PICO-LLM Research Pipeline
Modular LLM research pipeline (NYU CSCI-GA 2565) for training and evaluating K-Gram MLP, LSTM, and KV-cache Transformer architectures with 22+ experiment configs and rigorous cross-run analysis.
What this project proves
Experimentation and evaluation pipeline engineering
Modular LLM research pipeline spanning K-Gram MLP, LSTM, and KV-cache Transformer architectures with cross-run analysis.
Core challenge
Compare multiple language-model architectures without ad hoc experimentation or weak analysis.
Evaluation lens
Experiment reproducibility, metrics analysis, and model-comparison rigor.
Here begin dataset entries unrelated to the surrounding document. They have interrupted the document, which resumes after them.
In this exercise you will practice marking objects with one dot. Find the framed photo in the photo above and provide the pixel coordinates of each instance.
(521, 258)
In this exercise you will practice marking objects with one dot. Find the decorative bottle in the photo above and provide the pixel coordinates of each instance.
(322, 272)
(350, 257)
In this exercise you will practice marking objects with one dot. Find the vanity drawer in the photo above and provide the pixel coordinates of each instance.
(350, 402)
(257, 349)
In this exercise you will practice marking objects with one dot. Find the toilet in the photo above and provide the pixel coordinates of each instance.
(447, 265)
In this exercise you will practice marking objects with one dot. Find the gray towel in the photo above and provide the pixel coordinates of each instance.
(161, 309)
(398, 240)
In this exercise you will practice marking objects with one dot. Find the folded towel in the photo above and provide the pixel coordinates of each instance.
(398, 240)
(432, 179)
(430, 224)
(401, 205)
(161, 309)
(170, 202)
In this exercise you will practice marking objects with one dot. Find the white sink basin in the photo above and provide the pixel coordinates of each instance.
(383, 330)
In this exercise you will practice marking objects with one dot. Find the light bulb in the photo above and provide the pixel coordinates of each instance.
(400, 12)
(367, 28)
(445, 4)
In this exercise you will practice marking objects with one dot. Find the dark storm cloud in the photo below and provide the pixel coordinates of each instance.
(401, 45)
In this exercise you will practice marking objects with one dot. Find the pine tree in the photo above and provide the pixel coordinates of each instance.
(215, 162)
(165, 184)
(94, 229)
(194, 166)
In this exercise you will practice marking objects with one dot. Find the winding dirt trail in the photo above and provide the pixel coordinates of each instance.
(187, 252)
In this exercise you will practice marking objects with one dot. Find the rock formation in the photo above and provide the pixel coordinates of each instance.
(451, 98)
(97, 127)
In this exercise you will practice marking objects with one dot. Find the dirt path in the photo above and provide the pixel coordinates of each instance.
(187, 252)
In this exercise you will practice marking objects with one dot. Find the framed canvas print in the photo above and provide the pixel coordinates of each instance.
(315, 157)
A reusable research pipeline with strong evaluation visibility and reproducible results.
Overview
A modular research pipeline for training and evaluating small-scale language model architectures, built for NYU’s CSCI-GA 2565 Machine Learning course. The pipeline supports K-Gram MLP, LSTM, and KV-cache Transformer models with systematic cross-run analysis across 22+ experiment configurations.
The value of this project is not just that it trained several models. It created a reusable experimentation and evaluation pipeline for comparing architectures under the same dataset, metrics, and analysis framework.
What I Owned
- Built the modular training and evaluation pipeline
- Implemented support for K-Gram MLP, LSTM, and KV-cache Transformer variants
- Added experiment tracking and structured cross-run analysis
- Produced the comparison tooling used to interpret tradeoffs across architectures and hyperparameters
Best Results (KV-Cache Transformer)
| Metric | Score |
|---|---|
| Validation Loss | 1.665 |
| Perplexity | 6.389 |
| Token Accuracy | 73.21% |
See full result interpretation in the README ->
Hard Problems Solved
- Compare unlike architectures fairly: the pipeline needed a common harness across MLP, recurrent, and Transformer-style models
- Make experiment results legible: raw training logs are not enough; the project adds Pareto frontiers, heatmaps, residual analysis, and correlation views
- Preserve reproducibility: deterministic config-driven experimentation is what makes the conclusions useful rather than anecdotal
Model Comparisons
Hyperparameter Analysis
Key Features
- Multi-Architecture Support: K-Gram MLP, LSTM, and KV-cache Transformer training loops with shared evaluation harness.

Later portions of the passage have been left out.